18世紀のフランス革命後、モンサンミッシェルの修道院は一時廃止され、監獄として使われようになるが、19世紀以降修道院は再開され、いまに至っている。
モンサンミッシェルの見所
ラ・メルヴェイユ最上階の回廊。修道士はここで休息をとっていたという
島内に立ち並ぶ店々の看板
島外には海や干潟、草原が広がっており、ラムサール条約にも登録された豊かな生態系を見せている。干潟部分は満潮時は海に覆われ、干潮時はモンサンミッシェルの周りを一周できるほど潮が引く。少なくとも6時間は滞在して潮の満ち引きを観察したい。夜はライトアップされたモンサンミッシェルを海の向こうに見ることができる。これがまた美しい。

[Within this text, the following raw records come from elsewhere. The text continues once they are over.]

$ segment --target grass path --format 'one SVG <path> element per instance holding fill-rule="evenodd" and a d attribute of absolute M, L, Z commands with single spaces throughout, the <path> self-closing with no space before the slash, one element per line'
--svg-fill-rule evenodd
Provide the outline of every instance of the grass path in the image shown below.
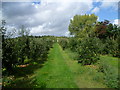
<path fill-rule="evenodd" d="M 93 68 L 84 67 L 71 60 L 59 44 L 54 44 L 44 67 L 36 72 L 38 87 L 46 88 L 105 88 L 102 79 L 94 75 L 102 75 Z"/>
<path fill-rule="evenodd" d="M 67 66 L 63 51 L 58 44 L 54 44 L 49 52 L 48 62 L 37 72 L 37 82 L 46 88 L 77 88 L 73 73 Z"/>

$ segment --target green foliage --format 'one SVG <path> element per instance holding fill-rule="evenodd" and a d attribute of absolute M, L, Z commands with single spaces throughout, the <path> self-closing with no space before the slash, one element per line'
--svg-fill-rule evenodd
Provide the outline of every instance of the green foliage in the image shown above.
<path fill-rule="evenodd" d="M 68 48 L 68 39 L 67 38 L 59 38 L 58 43 L 62 46 L 63 50 Z"/>
<path fill-rule="evenodd" d="M 78 45 L 79 62 L 83 65 L 94 64 L 99 60 L 99 39 L 86 38 Z"/>
<path fill-rule="evenodd" d="M 103 72 L 105 84 L 110 88 L 118 88 L 119 76 L 118 76 L 118 59 L 101 56 L 99 70 Z"/>
<path fill-rule="evenodd" d="M 88 33 L 94 27 L 97 21 L 97 16 L 91 15 L 75 15 L 73 19 L 70 20 L 69 31 L 72 35 L 78 37 L 86 37 Z"/>

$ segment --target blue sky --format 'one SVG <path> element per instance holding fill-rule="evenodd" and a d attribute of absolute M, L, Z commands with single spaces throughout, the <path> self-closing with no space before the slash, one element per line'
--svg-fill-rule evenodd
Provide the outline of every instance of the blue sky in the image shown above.
<path fill-rule="evenodd" d="M 31 35 L 68 36 L 70 19 L 76 14 L 94 13 L 99 17 L 99 21 L 107 19 L 113 24 L 118 24 L 117 1 L 38 0 L 38 2 L 33 2 L 32 0 L 31 2 L 24 0 L 24 3 L 3 2 L 2 14 L 3 19 L 7 22 L 8 31 L 25 25 L 31 30 Z"/>

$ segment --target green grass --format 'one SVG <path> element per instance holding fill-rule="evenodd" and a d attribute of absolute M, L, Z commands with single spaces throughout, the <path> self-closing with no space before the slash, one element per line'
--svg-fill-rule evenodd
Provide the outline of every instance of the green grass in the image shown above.
<path fill-rule="evenodd" d="M 73 73 L 65 62 L 63 51 L 54 44 L 48 55 L 48 62 L 37 71 L 38 87 L 44 88 L 77 88 Z"/>
<path fill-rule="evenodd" d="M 81 66 L 74 58 L 76 53 L 63 51 L 54 44 L 49 52 L 48 62 L 37 71 L 39 87 L 46 88 L 105 88 L 103 73 L 95 68 Z"/>
<path fill-rule="evenodd" d="M 118 58 L 100 57 L 100 71 L 104 73 L 105 84 L 110 88 L 118 88 Z"/>
<path fill-rule="evenodd" d="M 55 43 L 53 48 L 50 49 L 45 63 L 16 68 L 17 72 L 14 77 L 9 76 L 4 79 L 8 84 L 6 87 L 107 88 L 106 85 L 111 84 L 109 78 L 113 78 L 114 74 L 108 74 L 105 81 L 105 74 L 98 72 L 100 65 L 110 66 L 113 69 L 112 72 L 117 75 L 118 58 L 100 56 L 99 64 L 82 66 L 80 63 L 78 64 L 77 56 L 77 53 L 69 49 L 63 51 L 61 46 Z M 107 84 L 105 84 L 106 82 Z M 116 83 L 112 83 L 116 85 Z"/>

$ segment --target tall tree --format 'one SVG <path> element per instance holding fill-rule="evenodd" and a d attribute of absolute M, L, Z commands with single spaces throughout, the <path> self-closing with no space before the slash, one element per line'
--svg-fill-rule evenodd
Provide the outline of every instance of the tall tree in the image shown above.
<path fill-rule="evenodd" d="M 76 37 L 85 37 L 93 30 L 93 26 L 97 21 L 97 16 L 91 15 L 75 15 L 70 20 L 69 31 L 71 35 Z"/>

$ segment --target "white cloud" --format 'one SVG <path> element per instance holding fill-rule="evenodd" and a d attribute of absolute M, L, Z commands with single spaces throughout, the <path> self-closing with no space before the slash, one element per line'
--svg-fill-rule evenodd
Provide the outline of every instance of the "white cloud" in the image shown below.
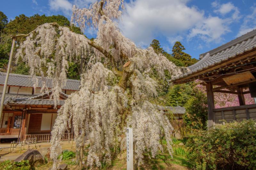
<path fill-rule="evenodd" d="M 37 5 L 37 2 L 36 2 L 36 0 L 32 0 L 32 2 L 36 5 Z"/>
<path fill-rule="evenodd" d="M 256 29 L 256 7 L 253 7 L 252 9 L 252 13 L 246 16 L 244 18 L 243 23 L 241 25 L 237 37 Z"/>
<path fill-rule="evenodd" d="M 72 9 L 72 4 L 67 0 L 49 0 L 51 9 L 67 11 Z"/>
<path fill-rule="evenodd" d="M 92 3 L 96 2 L 96 0 L 74 0 L 73 4 L 79 8 L 88 8 Z"/>
<path fill-rule="evenodd" d="M 191 29 L 188 38 L 198 37 L 207 43 L 219 43 L 222 39 L 221 36 L 230 32 L 228 23 L 218 17 L 210 16 Z"/>
<path fill-rule="evenodd" d="M 237 20 L 240 18 L 239 16 L 240 12 L 238 8 L 231 2 L 221 4 L 217 1 L 215 1 L 212 3 L 212 5 L 216 8 L 214 10 L 214 12 L 216 13 L 219 13 L 224 16 L 232 12 L 231 17 L 232 19 Z"/>
<path fill-rule="evenodd" d="M 120 24 L 125 35 L 142 47 L 161 34 L 174 36 L 194 27 L 203 11 L 187 5 L 186 0 L 137 0 L 126 4 Z"/>
<path fill-rule="evenodd" d="M 173 45 L 176 41 L 180 41 L 183 40 L 184 37 L 181 35 L 167 38 L 167 41 L 171 45 Z"/>

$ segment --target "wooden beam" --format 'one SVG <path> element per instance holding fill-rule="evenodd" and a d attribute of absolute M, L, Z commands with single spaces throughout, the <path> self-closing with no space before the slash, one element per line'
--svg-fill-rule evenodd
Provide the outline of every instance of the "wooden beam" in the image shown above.
<path fill-rule="evenodd" d="M 246 92 L 243 92 L 243 94 L 248 94 L 248 93 L 250 93 L 250 90 L 248 90 L 248 91 L 246 91 Z"/>
<path fill-rule="evenodd" d="M 218 93 L 228 93 L 230 94 L 238 94 L 238 93 L 237 92 L 233 92 L 232 91 L 229 91 L 228 90 L 216 90 L 214 91 L 214 92 Z"/>
<path fill-rule="evenodd" d="M 237 96 L 238 100 L 239 100 L 239 105 L 245 105 L 245 101 L 244 100 L 244 97 L 243 94 L 243 90 L 241 88 L 238 88 L 237 89 Z"/>
<path fill-rule="evenodd" d="M 36 110 L 28 110 L 28 114 L 35 113 L 56 113 L 57 110 L 55 109 L 37 109 Z"/>
<path fill-rule="evenodd" d="M 218 87 L 215 87 L 215 88 L 213 88 L 212 89 L 212 91 L 213 92 L 215 92 L 217 90 L 221 90 L 223 89 L 226 89 L 227 88 L 232 87 L 243 85 L 244 84 L 248 84 L 248 83 L 252 83 L 253 82 L 255 82 L 255 81 L 256 81 L 256 79 L 255 79 L 254 80 L 248 80 L 248 81 L 245 81 L 245 82 L 243 82 L 242 83 L 237 83 L 237 84 L 234 84 L 234 85 L 224 85 L 223 86 Z"/>
<path fill-rule="evenodd" d="M 213 126 L 213 109 L 214 108 L 214 97 L 212 91 L 212 85 L 210 82 L 206 85 L 207 104 L 208 105 L 208 129 Z"/>
<path fill-rule="evenodd" d="M 213 111 L 215 112 L 220 112 L 222 110 L 223 111 L 228 111 L 229 110 L 233 110 L 244 109 L 246 108 L 256 108 L 256 104 L 244 105 L 242 106 L 233 106 L 232 107 L 228 107 L 214 109 L 213 109 Z"/>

島内の中心は高さ約79mの岩山にそびえ立つキリスト教コンプレックスで、数多くの礼拝堂や修道院、納骨堂、塔が散在している。頂上にあるのが三層のゴシック建築ラ・メルヴェイユで、その隣に修道院附属教会が並んでいる。他にもサン・マルタン地下礼拝所やサン・ティエンヌ礼拝室など、見所は数多く存在する。
ラ・メルヴェイユの騎士の間。ラ・メルヴェイユは修道士の居住区で、礼拝堂や食堂など多数の部屋からなっている
島の外のホテルから海に浮かぶモンサンミッシェルを眺めるのもいいし、島内のホテルに泊まって夜のモンサンミッシェルを楽しむのも悪くない。パリから日帰りで訪れるツアー客も多いが、個人的にはモンサンミッシェルにはぜひ一泊はしてもらいたい。
なお、モンサンミッシェルは19世紀に造られた陸と島をつなぐ道路のために砂の堆積が進んでしまい、すでに2mも積もってしまったという。海の中にたたずむ昔の姿を取り戻すために、現在道路を橋化する工事が進んでおり、2012年前後に完成予定になっている。